Two reports extended sampling beyond one year; one tracked total HMOs monthly for 17 months, and another quantified individual structures at 18 and 24 months, enabling inferences about persistence. In this review, comparative analyses and statistics for individual HMOs were capped at 12 months; only the total number of HMOs was aggregated beyond 12 months. Sampling attrition was common, with cohort sizes dropping by 61% between six and 12 months, which, together with diverse analytical panels, likely inflated variance. Secretor phenotype, inconsistently defined across studies, differentially shaped 2′-FL abundance, and geographic differences may contribute to inter-study spread. Because many studies preferentially measured these six “core” HMOs, their apparent dominance may also be influenced by assay coverage.
Even with these caveats, the persistence and relative dominance of the six core HMOs through the first year and into the second indicate sustained biological availability during periods when complementary foods are introduced.

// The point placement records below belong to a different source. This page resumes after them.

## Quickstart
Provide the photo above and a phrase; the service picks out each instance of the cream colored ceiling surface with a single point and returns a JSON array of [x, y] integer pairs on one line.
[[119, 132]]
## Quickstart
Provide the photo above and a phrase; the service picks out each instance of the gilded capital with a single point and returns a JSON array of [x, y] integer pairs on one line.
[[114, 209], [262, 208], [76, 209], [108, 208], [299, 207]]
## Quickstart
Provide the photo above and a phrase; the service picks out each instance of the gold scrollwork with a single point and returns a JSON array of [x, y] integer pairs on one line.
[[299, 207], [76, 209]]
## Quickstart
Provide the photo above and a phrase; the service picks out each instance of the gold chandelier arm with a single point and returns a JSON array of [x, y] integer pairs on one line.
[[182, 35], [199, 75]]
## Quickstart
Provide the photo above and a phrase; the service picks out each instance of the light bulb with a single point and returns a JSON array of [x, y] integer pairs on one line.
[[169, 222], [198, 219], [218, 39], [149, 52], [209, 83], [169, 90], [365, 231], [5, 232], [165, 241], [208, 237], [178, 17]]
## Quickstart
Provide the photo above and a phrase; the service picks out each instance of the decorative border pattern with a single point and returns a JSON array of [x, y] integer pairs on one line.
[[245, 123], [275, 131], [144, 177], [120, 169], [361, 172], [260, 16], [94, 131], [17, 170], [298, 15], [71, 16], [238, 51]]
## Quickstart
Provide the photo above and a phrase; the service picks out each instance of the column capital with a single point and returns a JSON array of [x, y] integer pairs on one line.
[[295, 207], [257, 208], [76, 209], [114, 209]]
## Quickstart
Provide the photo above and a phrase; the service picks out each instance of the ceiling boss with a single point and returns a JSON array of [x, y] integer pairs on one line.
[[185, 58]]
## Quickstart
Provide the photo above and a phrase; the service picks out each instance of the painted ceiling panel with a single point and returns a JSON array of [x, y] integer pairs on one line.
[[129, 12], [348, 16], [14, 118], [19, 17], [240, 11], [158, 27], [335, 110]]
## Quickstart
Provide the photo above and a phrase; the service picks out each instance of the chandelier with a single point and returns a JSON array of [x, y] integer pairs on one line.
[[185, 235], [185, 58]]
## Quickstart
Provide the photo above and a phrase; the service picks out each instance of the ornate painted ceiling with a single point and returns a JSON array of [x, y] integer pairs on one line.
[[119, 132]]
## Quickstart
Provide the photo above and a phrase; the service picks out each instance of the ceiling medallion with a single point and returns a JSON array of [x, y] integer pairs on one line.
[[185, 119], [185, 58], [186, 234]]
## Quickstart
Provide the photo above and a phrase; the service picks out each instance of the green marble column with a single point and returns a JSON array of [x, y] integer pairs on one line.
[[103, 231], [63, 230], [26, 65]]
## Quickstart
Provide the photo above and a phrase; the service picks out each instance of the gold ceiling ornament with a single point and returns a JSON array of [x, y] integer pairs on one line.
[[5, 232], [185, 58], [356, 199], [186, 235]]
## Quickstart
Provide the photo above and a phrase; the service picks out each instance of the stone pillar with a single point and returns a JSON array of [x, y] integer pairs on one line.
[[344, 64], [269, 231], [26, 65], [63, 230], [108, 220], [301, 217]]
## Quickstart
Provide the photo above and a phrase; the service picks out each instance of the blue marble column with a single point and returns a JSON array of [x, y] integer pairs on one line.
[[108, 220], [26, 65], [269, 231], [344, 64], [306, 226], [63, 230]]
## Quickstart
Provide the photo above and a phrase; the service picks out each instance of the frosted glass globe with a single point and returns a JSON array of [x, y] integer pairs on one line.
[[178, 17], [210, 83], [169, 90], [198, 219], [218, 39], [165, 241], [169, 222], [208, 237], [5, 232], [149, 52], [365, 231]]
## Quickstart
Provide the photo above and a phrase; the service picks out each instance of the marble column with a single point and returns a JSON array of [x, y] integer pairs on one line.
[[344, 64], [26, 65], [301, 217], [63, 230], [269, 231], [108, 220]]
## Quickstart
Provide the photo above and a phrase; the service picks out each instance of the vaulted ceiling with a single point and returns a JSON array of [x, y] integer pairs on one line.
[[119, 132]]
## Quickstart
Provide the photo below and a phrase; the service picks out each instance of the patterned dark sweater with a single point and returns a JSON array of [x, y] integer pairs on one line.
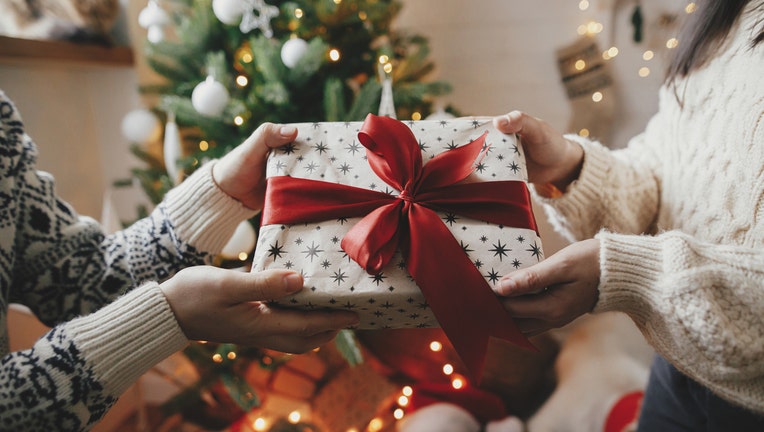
[[99, 293]]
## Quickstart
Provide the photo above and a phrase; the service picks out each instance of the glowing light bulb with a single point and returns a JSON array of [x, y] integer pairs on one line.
[[259, 424], [294, 417]]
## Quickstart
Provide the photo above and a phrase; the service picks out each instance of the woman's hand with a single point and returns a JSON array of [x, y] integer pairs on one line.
[[555, 291], [230, 306], [241, 173], [551, 159]]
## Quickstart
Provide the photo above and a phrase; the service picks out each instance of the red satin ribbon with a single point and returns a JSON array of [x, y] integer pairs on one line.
[[464, 304]]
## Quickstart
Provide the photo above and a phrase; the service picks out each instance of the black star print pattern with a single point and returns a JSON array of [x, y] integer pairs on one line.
[[331, 152]]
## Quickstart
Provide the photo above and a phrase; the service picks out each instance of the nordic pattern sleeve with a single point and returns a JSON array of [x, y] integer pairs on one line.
[[699, 304], [66, 266], [71, 377]]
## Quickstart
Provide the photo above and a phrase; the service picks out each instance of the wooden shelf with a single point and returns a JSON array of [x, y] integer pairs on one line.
[[14, 50]]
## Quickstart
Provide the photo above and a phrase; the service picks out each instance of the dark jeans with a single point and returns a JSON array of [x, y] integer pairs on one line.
[[673, 402]]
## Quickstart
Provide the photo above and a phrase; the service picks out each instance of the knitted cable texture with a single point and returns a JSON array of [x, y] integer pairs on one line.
[[680, 217]]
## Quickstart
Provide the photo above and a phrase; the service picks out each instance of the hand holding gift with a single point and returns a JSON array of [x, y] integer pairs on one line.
[[402, 242]]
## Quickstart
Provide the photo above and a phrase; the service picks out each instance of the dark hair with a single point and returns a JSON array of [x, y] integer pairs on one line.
[[703, 33]]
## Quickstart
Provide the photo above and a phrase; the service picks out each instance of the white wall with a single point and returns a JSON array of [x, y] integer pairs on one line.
[[498, 55]]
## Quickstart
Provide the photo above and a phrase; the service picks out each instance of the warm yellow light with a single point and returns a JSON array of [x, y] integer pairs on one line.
[[375, 425], [457, 383], [259, 424], [593, 27], [294, 417]]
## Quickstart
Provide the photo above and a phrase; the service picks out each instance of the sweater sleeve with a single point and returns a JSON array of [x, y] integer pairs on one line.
[[66, 266], [70, 378], [699, 304], [615, 190]]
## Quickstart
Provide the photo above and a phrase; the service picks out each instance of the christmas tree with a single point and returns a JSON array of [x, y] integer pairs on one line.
[[229, 65]]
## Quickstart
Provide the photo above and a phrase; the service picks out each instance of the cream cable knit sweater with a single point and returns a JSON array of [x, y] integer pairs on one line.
[[66, 270], [680, 217]]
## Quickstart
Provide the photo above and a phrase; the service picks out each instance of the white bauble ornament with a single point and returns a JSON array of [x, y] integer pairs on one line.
[[154, 18], [140, 126], [292, 51], [171, 148], [210, 97], [242, 241], [228, 11]]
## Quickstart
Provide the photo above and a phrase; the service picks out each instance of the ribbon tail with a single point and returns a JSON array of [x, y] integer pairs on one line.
[[464, 304]]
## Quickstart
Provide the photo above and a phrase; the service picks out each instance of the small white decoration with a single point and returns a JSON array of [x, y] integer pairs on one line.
[[258, 15], [210, 97], [242, 241], [172, 148], [228, 11], [140, 126], [292, 51], [154, 18]]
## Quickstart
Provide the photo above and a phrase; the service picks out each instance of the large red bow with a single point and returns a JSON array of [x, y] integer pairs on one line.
[[462, 301]]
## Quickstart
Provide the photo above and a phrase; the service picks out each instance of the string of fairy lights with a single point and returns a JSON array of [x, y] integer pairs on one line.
[[592, 28]]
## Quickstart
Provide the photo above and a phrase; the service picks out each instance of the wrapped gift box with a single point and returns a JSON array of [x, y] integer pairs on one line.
[[333, 153]]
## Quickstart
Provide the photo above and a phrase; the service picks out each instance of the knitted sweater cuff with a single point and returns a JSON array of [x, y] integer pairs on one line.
[[579, 202], [630, 267], [202, 214], [128, 337]]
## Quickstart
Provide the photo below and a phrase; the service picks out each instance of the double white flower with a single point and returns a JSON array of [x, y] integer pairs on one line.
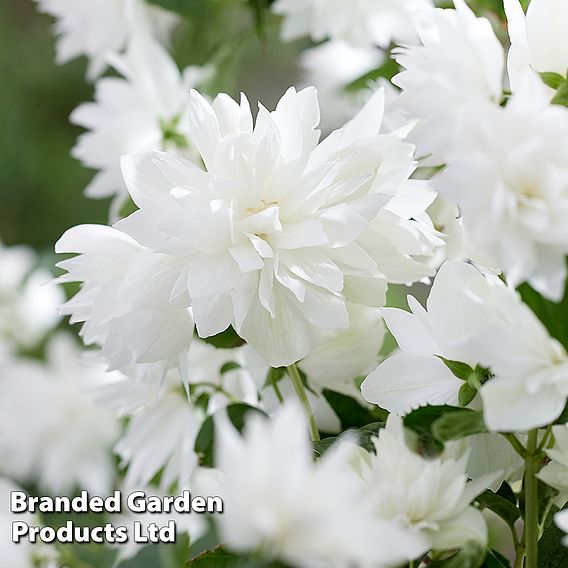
[[474, 319], [99, 28], [431, 496], [312, 514], [274, 236], [362, 22], [141, 111]]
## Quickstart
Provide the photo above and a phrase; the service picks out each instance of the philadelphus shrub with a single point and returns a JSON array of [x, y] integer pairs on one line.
[[275, 236], [99, 28], [251, 299], [140, 112]]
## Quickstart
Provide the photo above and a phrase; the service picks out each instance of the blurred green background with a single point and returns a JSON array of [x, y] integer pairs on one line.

These sugars may continue to support microbial maturation, epithelial defense, and neurodevelopmental pathways described in infant literature. Families who extend breastfeeding and programs that bank or fortify donor milk can take confidence that oligosaccharide exposure remains beyond infancy. Where breastfeeding is not possible, young-child formulas and supplements that include 2′-FL and LNnT could plausibly bridge the exposure gap during the transition to family diets. However, direct trials beyond 12 months are scarce.
In public health terms, understanding late-lactation profiles is crucial for countries where breastfeeding is common until 24 months and for health systems planning the use of donor milk; clarity is essential for shaping equitable nutrition policies and parental counseling.
Conclusions
Collectively, evidence indicates that total HMOs remain at biologically relevant levels through 12 months and, based on limited data, may persist into months 13–24. Six core structures, 2′-FL, 3-FL, LNT, LNnT, 3′-SL, and 6′-SL, dominate the pool and show distinct trajectories, with 3-FL increasing over time. Standardized, longitudinal sampling after one year, consistent secretor phenotyping, and harmonized analytical panels are needed to link late-lactation profiles to growth, infection, cognition, and clinical microbiome endpoints.
In practice, these findings support continued breastfeeding where possible and inform composition targets for donor milk processing and young-child products when breastfeeding is not feasible.
Disclosure: All study authors are employees and stakeholders of Abbott Nutrition; the article reports no specific external funding for this review.